Winter storm will bring more Valley rain and heavy mountain snow through Monday with lingering showers Monday night. Isolated thunderstorm chances today and tomorrow. Locally gusty south to southwest ridgetop winds today. Cold and dry weather returns next week. Additional unsettled weather possible late week.

Discussion

Widespread precipitation has been observed across interior NorCal over the past 24 hours, as a major winter storm brings moderate rainfall and heavy mountain snow. Current radar shows two main bands of moisture impacting northern California this morning, with a break in precipitation in between. Patchy dense fog has developed in some areas this morning, such as Sac International Airport where rain has temporarily subsided and visibility has dropped to 1/8 SM. If you encounter fog, be sure to slow down and use low beam headlights.

24 hour rain totals vary throughout the Valley, with 0.15″ at KRDD, 1.75″ at Downtown Sacramento, and 0.74″ at KSCK. Portions of the Sierra foothills have observed higher amounts, with 2.31″ at KBLU and 2.21″ at KAUN.

Additional rain and heavy mountain snow are expected through tomorrow as the main low approaches the region.

Colder air associated with this low will allow for snow levels to continue to lower this morning, down to around 4,000 – 5,000 feet for the Sierra Nevada and 3,500 – 4,000 feet for the Shasta County mountains.

A Winter Weather Advisory remains in effect for the northern mountains and Burney Basin through 4 am PST Monday. A Winter Storm Warning remains in effect for the northern Sierra and mountains of western Plumas County and Lassen Park through 4 am PST Monday.

Locally gusty ridgetop winds are also expected today, out of the south to southwest direction, and strongest south of Highway 50 where ridgetop gusts 45 to 60 mph are possible.
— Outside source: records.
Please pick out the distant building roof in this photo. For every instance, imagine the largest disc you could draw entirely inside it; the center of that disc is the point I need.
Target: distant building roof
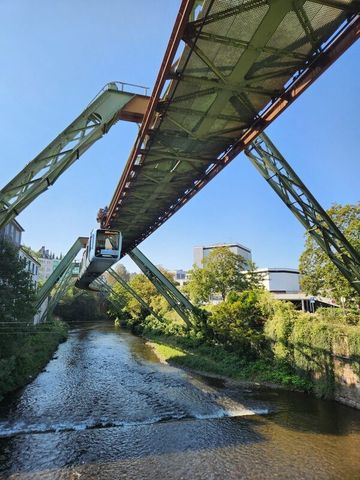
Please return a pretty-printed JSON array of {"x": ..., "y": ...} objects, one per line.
[
  {"x": 27, "y": 254},
  {"x": 217, "y": 245}
]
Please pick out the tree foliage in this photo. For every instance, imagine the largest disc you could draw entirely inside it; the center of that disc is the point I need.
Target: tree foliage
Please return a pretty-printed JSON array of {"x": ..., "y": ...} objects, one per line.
[
  {"x": 17, "y": 293},
  {"x": 222, "y": 272},
  {"x": 319, "y": 276}
]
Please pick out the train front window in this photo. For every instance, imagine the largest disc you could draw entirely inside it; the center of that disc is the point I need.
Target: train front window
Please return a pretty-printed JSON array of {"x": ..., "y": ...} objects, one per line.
[{"x": 107, "y": 243}]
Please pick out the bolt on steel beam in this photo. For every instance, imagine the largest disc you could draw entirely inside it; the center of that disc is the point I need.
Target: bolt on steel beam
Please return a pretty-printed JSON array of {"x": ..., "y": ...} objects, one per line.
[
  {"x": 285, "y": 182},
  {"x": 59, "y": 271},
  {"x": 109, "y": 106},
  {"x": 167, "y": 289},
  {"x": 60, "y": 290}
]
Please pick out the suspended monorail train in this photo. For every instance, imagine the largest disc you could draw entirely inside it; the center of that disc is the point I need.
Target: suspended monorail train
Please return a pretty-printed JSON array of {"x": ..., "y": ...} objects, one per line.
[{"x": 102, "y": 250}]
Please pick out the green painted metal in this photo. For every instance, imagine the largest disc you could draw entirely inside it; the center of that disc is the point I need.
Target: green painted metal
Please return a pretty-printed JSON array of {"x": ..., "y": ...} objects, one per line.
[
  {"x": 285, "y": 182},
  {"x": 38, "y": 175},
  {"x": 59, "y": 271},
  {"x": 240, "y": 59},
  {"x": 132, "y": 292},
  {"x": 167, "y": 289},
  {"x": 60, "y": 289}
]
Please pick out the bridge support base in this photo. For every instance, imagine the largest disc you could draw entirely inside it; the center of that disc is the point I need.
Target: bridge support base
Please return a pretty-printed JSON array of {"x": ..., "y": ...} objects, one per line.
[{"x": 284, "y": 181}]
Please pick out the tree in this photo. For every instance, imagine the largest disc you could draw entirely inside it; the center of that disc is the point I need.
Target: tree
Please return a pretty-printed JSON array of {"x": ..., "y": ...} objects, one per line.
[
  {"x": 121, "y": 270},
  {"x": 222, "y": 272},
  {"x": 17, "y": 294},
  {"x": 319, "y": 276}
]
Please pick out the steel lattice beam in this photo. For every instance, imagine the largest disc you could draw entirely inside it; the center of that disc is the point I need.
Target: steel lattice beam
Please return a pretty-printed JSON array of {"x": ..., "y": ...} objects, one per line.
[
  {"x": 167, "y": 289},
  {"x": 285, "y": 182},
  {"x": 38, "y": 175},
  {"x": 60, "y": 290}
]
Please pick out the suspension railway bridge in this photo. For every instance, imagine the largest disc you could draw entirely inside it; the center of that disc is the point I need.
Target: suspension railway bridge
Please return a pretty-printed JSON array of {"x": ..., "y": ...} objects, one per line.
[{"x": 231, "y": 68}]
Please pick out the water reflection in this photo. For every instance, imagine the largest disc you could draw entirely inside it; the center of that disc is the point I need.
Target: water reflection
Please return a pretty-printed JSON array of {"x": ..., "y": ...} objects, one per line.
[{"x": 106, "y": 408}]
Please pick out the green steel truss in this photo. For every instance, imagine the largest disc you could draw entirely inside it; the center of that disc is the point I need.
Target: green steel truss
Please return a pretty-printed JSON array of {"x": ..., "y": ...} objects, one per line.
[
  {"x": 60, "y": 289},
  {"x": 39, "y": 174},
  {"x": 132, "y": 292},
  {"x": 172, "y": 295},
  {"x": 243, "y": 62},
  {"x": 59, "y": 271},
  {"x": 281, "y": 177}
]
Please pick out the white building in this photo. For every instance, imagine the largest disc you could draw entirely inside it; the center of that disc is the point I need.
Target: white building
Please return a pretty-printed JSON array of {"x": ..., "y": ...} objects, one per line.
[
  {"x": 12, "y": 232},
  {"x": 32, "y": 265},
  {"x": 180, "y": 276},
  {"x": 280, "y": 280},
  {"x": 202, "y": 252}
]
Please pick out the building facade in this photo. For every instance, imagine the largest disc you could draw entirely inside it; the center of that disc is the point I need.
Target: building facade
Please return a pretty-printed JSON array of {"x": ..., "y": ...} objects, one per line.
[
  {"x": 180, "y": 276},
  {"x": 31, "y": 265},
  {"x": 200, "y": 253},
  {"x": 12, "y": 232},
  {"x": 280, "y": 280}
]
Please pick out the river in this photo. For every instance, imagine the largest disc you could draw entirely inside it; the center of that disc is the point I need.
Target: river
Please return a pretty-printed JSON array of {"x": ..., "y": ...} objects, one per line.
[{"x": 105, "y": 408}]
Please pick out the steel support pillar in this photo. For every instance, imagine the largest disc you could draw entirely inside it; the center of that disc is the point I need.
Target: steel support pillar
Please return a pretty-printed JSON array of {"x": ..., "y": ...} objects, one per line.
[
  {"x": 109, "y": 106},
  {"x": 60, "y": 290},
  {"x": 172, "y": 295},
  {"x": 132, "y": 292},
  {"x": 284, "y": 181},
  {"x": 45, "y": 290}
]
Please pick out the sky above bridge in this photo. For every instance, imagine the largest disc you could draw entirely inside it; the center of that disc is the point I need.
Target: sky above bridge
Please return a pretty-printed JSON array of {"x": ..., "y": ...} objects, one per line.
[{"x": 56, "y": 56}]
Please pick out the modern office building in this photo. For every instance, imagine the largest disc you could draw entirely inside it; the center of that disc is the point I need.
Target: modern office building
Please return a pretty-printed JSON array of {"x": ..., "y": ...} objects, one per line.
[
  {"x": 32, "y": 265},
  {"x": 280, "y": 280},
  {"x": 12, "y": 232},
  {"x": 180, "y": 276},
  {"x": 202, "y": 252}
]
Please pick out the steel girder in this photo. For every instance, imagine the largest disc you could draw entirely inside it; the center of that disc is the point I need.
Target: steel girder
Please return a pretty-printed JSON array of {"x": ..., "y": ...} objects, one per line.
[
  {"x": 39, "y": 174},
  {"x": 244, "y": 63},
  {"x": 112, "y": 296},
  {"x": 59, "y": 271},
  {"x": 167, "y": 289},
  {"x": 285, "y": 182},
  {"x": 132, "y": 292},
  {"x": 60, "y": 289}
]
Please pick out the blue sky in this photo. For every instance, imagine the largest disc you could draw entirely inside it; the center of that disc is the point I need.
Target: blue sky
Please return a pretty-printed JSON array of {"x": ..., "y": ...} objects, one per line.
[{"x": 57, "y": 55}]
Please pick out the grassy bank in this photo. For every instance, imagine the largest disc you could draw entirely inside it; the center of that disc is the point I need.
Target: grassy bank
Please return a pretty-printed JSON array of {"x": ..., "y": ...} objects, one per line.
[
  {"x": 214, "y": 359},
  {"x": 24, "y": 351}
]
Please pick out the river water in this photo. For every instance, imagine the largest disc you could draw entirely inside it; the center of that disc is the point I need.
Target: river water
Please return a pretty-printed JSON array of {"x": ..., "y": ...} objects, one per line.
[{"x": 105, "y": 408}]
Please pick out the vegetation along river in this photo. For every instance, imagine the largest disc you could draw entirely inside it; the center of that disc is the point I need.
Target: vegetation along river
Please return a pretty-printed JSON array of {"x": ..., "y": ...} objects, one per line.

Thunderstorms will also be possible with this system today, and again tomorrow late morning – early evening. Best chances are over the Sacramento Valley and Sierra foothills. Thunderstorms imply the potential for impacts such as lightning, small hail, gusty winds, and heavy rain.
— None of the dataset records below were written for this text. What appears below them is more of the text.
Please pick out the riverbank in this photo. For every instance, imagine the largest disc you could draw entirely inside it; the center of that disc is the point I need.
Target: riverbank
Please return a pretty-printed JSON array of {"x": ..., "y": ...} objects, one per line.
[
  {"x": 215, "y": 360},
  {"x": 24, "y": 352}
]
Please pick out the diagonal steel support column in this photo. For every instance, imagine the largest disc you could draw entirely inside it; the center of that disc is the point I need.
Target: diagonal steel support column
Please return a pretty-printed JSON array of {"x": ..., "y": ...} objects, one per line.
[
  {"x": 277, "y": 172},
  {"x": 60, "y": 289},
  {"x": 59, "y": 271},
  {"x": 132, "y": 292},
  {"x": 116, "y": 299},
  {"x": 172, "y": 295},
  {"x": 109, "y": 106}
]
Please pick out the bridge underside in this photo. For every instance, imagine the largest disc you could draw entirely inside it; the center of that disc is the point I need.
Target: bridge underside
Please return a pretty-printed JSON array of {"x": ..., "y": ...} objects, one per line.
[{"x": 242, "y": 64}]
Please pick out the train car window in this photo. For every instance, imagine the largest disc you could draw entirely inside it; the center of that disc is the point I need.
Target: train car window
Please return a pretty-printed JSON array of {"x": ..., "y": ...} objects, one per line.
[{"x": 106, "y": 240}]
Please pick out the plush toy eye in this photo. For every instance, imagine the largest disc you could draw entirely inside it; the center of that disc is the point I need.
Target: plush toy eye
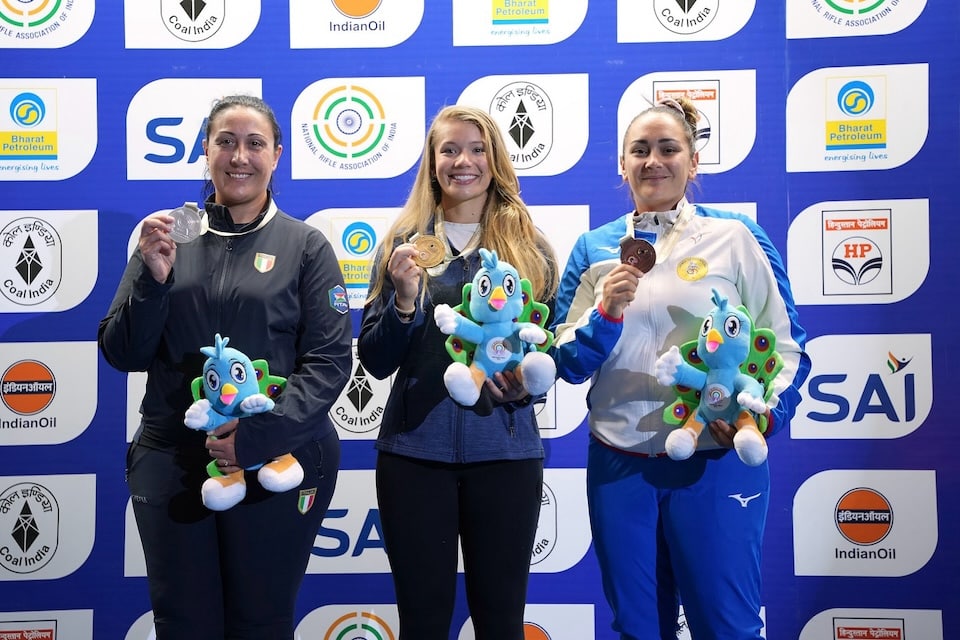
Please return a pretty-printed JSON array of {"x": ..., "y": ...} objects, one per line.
[
  {"x": 484, "y": 286},
  {"x": 731, "y": 326},
  {"x": 706, "y": 326},
  {"x": 238, "y": 373},
  {"x": 212, "y": 379},
  {"x": 509, "y": 284}
]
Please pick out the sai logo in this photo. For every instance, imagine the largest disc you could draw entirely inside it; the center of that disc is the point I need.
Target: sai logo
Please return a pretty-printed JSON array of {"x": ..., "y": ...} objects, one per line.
[{"x": 28, "y": 387}]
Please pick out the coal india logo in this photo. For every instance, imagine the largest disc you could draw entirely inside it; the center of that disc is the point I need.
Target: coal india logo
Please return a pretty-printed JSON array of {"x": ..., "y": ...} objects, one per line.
[
  {"x": 685, "y": 17},
  {"x": 29, "y": 527},
  {"x": 192, "y": 20},
  {"x": 523, "y": 112},
  {"x": 30, "y": 261}
]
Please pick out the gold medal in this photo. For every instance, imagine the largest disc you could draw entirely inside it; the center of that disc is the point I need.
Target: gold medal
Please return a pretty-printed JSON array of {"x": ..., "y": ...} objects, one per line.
[{"x": 430, "y": 251}]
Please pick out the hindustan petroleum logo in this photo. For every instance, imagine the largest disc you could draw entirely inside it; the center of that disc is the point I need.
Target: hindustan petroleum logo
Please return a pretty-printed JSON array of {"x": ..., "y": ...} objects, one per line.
[
  {"x": 857, "y": 260},
  {"x": 855, "y": 13},
  {"x": 29, "y": 527},
  {"x": 356, "y": 8},
  {"x": 350, "y": 124},
  {"x": 685, "y": 17},
  {"x": 192, "y": 20},
  {"x": 864, "y": 517},
  {"x": 30, "y": 261},
  {"x": 35, "y": 16},
  {"x": 546, "y": 539},
  {"x": 524, "y": 114},
  {"x": 359, "y": 239},
  {"x": 359, "y": 624},
  {"x": 28, "y": 387}
]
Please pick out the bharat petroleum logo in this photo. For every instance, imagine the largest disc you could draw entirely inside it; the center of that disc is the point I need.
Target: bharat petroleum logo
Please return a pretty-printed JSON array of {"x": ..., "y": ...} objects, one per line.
[
  {"x": 25, "y": 14},
  {"x": 356, "y": 8},
  {"x": 28, "y": 110},
  {"x": 359, "y": 239},
  {"x": 359, "y": 624},
  {"x": 855, "y": 98},
  {"x": 350, "y": 122},
  {"x": 864, "y": 516}
]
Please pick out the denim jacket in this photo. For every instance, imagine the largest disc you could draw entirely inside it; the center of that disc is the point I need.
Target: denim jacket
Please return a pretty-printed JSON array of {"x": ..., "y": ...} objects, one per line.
[{"x": 420, "y": 419}]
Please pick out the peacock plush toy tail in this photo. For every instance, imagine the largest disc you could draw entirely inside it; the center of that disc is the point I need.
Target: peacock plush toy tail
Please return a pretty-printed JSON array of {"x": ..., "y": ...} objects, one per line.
[
  {"x": 763, "y": 363},
  {"x": 535, "y": 312}
]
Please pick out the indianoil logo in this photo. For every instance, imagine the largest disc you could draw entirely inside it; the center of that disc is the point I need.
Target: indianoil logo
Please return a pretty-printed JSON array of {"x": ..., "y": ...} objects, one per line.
[
  {"x": 864, "y": 516},
  {"x": 356, "y": 8},
  {"x": 27, "y": 387}
]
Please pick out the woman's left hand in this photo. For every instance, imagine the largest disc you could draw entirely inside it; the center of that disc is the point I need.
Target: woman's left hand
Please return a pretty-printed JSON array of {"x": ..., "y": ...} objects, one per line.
[
  {"x": 505, "y": 386},
  {"x": 722, "y": 433},
  {"x": 221, "y": 446}
]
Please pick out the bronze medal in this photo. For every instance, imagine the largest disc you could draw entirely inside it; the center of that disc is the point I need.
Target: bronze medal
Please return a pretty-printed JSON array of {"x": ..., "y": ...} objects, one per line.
[
  {"x": 430, "y": 251},
  {"x": 638, "y": 252}
]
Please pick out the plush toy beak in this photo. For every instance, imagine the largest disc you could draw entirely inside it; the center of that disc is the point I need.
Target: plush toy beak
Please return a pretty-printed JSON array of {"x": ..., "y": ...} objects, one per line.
[
  {"x": 228, "y": 394},
  {"x": 714, "y": 340},
  {"x": 498, "y": 298}
]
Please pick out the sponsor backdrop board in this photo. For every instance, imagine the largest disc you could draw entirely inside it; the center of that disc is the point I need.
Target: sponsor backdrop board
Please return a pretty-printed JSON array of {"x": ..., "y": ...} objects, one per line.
[{"x": 831, "y": 122}]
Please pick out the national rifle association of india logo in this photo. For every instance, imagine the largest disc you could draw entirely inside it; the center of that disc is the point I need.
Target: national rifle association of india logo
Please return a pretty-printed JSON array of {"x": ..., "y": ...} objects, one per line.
[{"x": 349, "y": 129}]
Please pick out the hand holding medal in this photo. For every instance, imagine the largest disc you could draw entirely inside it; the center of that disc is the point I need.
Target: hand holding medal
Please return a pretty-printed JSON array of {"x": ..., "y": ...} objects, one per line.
[
  {"x": 188, "y": 223},
  {"x": 638, "y": 253}
]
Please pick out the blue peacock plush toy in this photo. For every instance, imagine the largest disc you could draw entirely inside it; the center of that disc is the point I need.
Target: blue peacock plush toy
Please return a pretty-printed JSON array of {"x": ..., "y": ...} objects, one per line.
[
  {"x": 233, "y": 386},
  {"x": 723, "y": 374},
  {"x": 498, "y": 327}
]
Precipitation will taper off late Monday, with lingering shower chances overnight. Dry conditions return to the region by Tuesday and Wednesday as the low shifts eastward. Near to below freezing low temperatures are possible in the Valley on Wednesday morning, as the National Blend of Models currently has several patchy areas with a greater than 50 percent probability of 32 degrees or below.

Extended Discussion (Thursday through Sunday)

Ensemble guidance indicates another trough approaching the region late next week. There is still high uncertainty in the cluster analysis so confidence in timing and amounts for any precipitation potential late week and into the weekend is low.

The Extreme Forecast Index (EFI) continues to highlight areas of below normal daytime high and overnight low temperatures to continue for most of the extended forecast period.